Bloomberg D4GX 2016 Keynotes: How Big Data Can Be a Tool for Good (Or Evil)

Oct 6, 2016 9:50 AM ET

Originally posted on Bloomberg.com

Can city governments use data analytics to help improve the lives of citizens? That was the question presented to attendees at Bloomberg’s annual Data for Good Exchange conference on Sunday, September 25, 2016, and the answers weren’t always easy to hear.

“Before data can start helping people, it first must stop hurting them,” said Cathy O’Neil, data scientist and author of the new book “Weapons of Math Destruction: How Big Data Increases Inequality and Threatens Democracy.”Throughout her career, O’Neil told the group in her opening keynote, she has witnessed big organizations repeatedly fail at data science by using formulae that harbored built-in bias – often doing more harm than good.

Frustratingly, these mistakes often go uncorrected for decades, buried in the layers of some larger software system. Even when they are found, vested interests can keep them from being fixed.

“If someone found a mistake of mine, I would thank them,” said O’Neil, who developed technology on Wall Street for D.E. Shaw, and also has taught at Barnard College. “I went into finance and I found this wasn’t true. The AAA-rating of mortgage backed securities was a mathematical lie that was being used to obscure truth,” she says, referring to banks’ misjudgments before the 2008 recession.

In addition to causing financial meltdowns, these mathematical lies can have smaller, but more pernicious effects that sometimes focus on a single individual.

One painful example can be found in school systems that use value-added models to assess teachers’ effectiveness. “We try to use data to find bad teachers and get rid of them, with the goal of improving education,” said O’Neil, “but it’s very noisy, and it’s very very inconsistent.” Heuristics, like annual standardized tests, aren’t usually statistically significant, and when weighted equally with qualitative assessments, can paint an erroneous picture of a teacher’s performance.

Despite pitfalls, this method of teacher evaluation is being used in more than half of U.S. states. “It’s being heralded, but it’s not accurate enough, and there’s no feedback loop,” said O’Neil. “I call these weapons of math destruction, and we’re doing triage here” to fix them.

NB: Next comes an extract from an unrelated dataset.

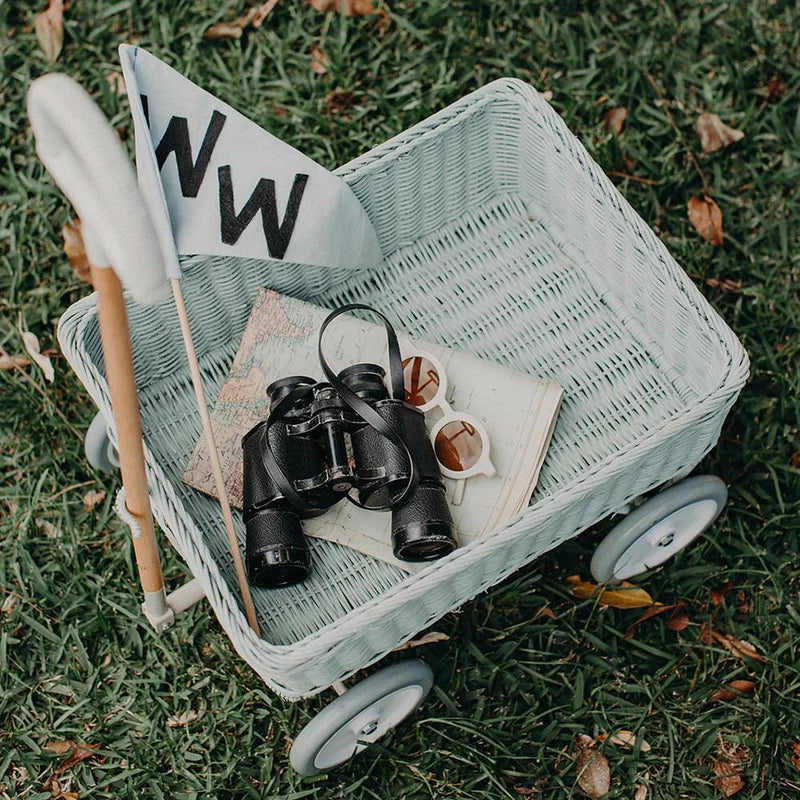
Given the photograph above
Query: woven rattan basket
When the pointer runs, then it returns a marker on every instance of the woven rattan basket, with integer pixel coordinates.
(501, 236)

Good algorithms, the kind that have been properly considered, create an ecosystem where they can try something and measure the results. If a change doesn’t improve the model, it gets thrown out. That’s a feedback loop. “Today, in a lot of data science, there is no ground truth,” says O’Neil.

Often, these errors reside in systems used to segment groups of people automatically: a hospital intake system grouping patients into urgent or non-urgent, for example. Relevant historical information goes into the algorithm, and a result is returned. But O’Neil says that programmers can often forget to reassess the definition of “success” that was used to create the algorithm in the first place. People flagged by the system may simply have been, in the past, drawn from a pre-selected or self-selecting group, causing the model to misinterpret correlation for causation. This can be especially disastrous in hiring and firing policies where true abilities take a backseat to some superficial factor.

Worse yet, because they’re the domain of technical fields, algorithmic decision systems can engender a devotion to scientism – rather than actual scientific rigor – that lulls administrators into complacency and even defensiveness.

“Algorithms have a mathematical veneer that protects them from scrutiny, and it’s not okay,” said O’Neil. “Sometimes we think we have super powers. But we should think of ourselves as interpreters of the value judgments of society at large, asking who is harmed, and looking at the cost-benefit analysis of the people who benefit.”

Deciding which algorithms reach the threshold for re-evaluation can be one of the toughest practical obstacles to improving city systems. O’Neil says the importance of an algorithm to the public comes down to three factors: whether it affects a lot of people, whether the scoring is secret, and whether the results are being fed back into the algorithm to actually measure improvement.

Whether or not data scientists will develop ethical standards for governance and create some sort of Hippocratic Oath remains to be seen. For her part, O’Neil thinks algorithmic systems shouldn’t be unleashed on an unsuspecting public without first being seen as suspect themselves. “Algorithms do not ask why, they do not have brains,” she told the audience. “They codify practices. If we already had a perfect way to hire people, maybe we’d want that.”